BACKGROUND Field of the Invention

This invention relates generally to image analysis methods for the assessment of stained tissue sections. More specifically, the present invention relates to methods of preparing data from tissue sections for machine learning using both brightfield and fluorescent imaging.

Description of the Related Art

Tissue sections are commonly made visible in a brightfield microscope using chromogenic dyes. One technique uses immunochemistry to localize the dye to where a specific biomarker is present (e.g., a protein or RNA molecule). Tissue sections can also be examined under the fluorescence microscope, after staining it with fluorescent dyes. Such dyes can also be localized to specific biomarkers using a similar technique referred to as immunofluorescence.

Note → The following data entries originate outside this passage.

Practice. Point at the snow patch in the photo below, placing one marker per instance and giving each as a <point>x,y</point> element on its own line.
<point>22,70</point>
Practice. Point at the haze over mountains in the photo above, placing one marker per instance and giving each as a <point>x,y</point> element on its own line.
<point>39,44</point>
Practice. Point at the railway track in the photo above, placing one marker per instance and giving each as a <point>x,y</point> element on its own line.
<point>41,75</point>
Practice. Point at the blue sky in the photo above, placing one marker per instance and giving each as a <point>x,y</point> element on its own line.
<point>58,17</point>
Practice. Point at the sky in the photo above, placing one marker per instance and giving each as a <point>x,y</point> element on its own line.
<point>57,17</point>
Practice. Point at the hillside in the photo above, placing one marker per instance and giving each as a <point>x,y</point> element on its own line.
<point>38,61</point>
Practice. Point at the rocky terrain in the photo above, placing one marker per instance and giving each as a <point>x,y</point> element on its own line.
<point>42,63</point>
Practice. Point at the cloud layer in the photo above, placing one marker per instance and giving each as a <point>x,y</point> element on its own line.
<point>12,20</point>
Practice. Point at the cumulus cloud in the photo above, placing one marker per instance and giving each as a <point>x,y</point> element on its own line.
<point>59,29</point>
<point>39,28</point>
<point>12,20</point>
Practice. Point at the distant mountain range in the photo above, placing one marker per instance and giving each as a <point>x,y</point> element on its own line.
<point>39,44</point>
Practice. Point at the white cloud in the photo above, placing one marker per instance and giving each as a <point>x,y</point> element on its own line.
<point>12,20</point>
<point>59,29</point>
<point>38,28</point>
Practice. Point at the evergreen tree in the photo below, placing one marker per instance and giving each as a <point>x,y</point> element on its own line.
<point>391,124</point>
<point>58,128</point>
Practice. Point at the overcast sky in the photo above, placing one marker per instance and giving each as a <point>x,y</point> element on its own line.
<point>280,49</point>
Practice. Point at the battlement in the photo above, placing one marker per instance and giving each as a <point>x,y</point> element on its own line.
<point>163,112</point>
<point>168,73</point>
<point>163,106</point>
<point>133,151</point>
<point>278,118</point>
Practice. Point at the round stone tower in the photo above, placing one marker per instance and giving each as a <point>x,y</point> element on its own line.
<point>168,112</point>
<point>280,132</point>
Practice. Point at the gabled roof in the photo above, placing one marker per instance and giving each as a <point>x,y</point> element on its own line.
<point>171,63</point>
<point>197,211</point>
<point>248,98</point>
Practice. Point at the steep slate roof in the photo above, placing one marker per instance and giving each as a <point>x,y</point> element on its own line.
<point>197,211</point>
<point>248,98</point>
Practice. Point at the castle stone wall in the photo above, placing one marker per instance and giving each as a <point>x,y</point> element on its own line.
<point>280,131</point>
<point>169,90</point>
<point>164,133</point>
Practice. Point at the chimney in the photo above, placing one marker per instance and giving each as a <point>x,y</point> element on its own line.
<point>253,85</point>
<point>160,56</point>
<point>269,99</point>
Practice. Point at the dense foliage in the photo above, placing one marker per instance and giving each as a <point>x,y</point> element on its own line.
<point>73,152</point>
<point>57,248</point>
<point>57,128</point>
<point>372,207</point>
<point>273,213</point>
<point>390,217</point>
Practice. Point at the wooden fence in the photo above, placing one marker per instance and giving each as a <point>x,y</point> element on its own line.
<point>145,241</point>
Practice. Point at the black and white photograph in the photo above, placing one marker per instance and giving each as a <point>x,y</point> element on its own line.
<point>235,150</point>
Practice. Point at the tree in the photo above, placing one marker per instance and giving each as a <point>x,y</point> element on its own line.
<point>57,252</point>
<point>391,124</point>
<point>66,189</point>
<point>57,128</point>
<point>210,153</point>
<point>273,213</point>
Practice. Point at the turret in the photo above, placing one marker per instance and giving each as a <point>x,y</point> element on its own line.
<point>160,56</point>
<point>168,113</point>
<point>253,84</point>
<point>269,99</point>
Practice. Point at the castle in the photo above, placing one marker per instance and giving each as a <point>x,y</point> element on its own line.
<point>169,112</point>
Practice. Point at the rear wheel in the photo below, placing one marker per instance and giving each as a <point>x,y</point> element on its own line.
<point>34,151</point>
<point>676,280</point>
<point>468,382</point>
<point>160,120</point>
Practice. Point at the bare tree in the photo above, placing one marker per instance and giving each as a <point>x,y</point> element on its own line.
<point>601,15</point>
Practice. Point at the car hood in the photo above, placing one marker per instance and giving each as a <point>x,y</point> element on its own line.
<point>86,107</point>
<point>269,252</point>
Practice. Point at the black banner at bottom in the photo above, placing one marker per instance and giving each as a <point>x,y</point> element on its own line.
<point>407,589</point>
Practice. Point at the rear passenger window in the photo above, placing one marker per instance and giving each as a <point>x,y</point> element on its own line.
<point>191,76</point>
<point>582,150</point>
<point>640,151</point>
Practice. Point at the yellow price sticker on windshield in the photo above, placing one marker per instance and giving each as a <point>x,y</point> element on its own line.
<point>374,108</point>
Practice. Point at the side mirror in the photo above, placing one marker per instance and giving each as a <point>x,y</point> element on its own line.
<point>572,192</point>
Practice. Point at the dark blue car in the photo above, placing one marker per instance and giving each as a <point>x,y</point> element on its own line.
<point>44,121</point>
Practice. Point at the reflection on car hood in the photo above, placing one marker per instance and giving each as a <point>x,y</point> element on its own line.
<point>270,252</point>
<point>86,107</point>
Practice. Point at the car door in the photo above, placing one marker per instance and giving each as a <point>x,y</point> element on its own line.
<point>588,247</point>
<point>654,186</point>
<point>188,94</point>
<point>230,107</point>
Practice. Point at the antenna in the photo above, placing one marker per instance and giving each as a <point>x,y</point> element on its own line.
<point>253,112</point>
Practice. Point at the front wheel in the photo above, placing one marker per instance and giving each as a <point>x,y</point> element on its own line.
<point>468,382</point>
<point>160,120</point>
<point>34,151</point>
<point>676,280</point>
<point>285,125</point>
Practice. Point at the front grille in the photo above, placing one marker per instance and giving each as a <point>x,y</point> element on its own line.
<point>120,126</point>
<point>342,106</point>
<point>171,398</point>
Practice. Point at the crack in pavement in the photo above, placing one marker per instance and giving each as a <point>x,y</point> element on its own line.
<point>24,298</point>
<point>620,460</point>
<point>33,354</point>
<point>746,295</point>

Methods are known to extract the contribution of individual chromogenic dyes from the color image obtained by a brightfield microscope. These methods only work if there are no more different dyes on the slide than color channels acquired by the microscope's camera. Since brightfield microscopes typically have RGB cameras, chromogenic dye quantification is typically limited to three dyes (two biomarkers and one counterstain for the nuclei). It is possible to use multispectral imaging to circumvent this limit, but it is a slow technique requiring specialized equipment.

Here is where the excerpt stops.